Some fall through the cracks at various times, and even small discrepancies between what they believe is appropriate and what is delivered amount in their minds to broken promises and nothing less.

In a small wood-framed house on Grand Caillou Road is a shelter for veterans down on their luck. They can stay there while getting their feet beneath them again, and get assistance finding permanent housing and jobs.


Operated by Songe and other veterans, the shelter is a welcome port in a stormy world, and offers a beacon of hope for former soldiers, sailors, marines and airmen who have ended up on the street or with housing alternatives that are unattractive at best.

Mike Jordan, who currently stays at the shelter, is a 61-year-old former sailor from Baton Rouge who served in the Vietnam era. He required treatment for a medical condition and was referred by the Houma clinic to Ochsner St. Anne General Hospital in Raceland.

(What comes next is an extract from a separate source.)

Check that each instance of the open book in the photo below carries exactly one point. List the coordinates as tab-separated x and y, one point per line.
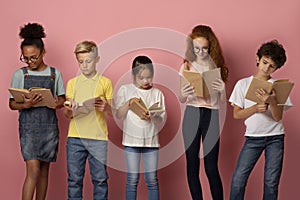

When he checked in, Jordan told hospital staff that they should get an authorization from the Veterans Administration before performing surgery.


“They told me don’t worry about that, the VA will pay for it,” Jordan said. “I ended up getting a $26,000 bill. So I started making calls.”

VA staff members were not helpful, Jordan said, accusing them of being downright insulting.

“I told them that for freezing on the deck of a ship refueling in the middle of the night, the thanks I get is a $26,000 bill. Where is the fairness in that?”


Ochsner staff worked with Jordan and eventually the matter was resolved. But he worries about other vets unwilling or unable to speak up for themselves who end up in similar circumstances.

He is grateful for the respite the veteran’s shelter has provided him. But he would prefer that the nation show its gratitude to him by seeing to it that he and other veterans don’t have to jump through hoops to get what they are entitled to without hassles.

“People who find out I am a veteran say thank you for your service,” he said, while drinking a cup of coffee in the shelter’s homey kitchen. “I don’t want them to say thank you for your service, I want them to do what is right, to give us what we earned.”


Mike Jordan, a Vietnam-era sailor, discusses the national veterans health care crisis, in the kitchen of the veteran’s shelter on Grand Caillou Road in Houma, where he currently resides.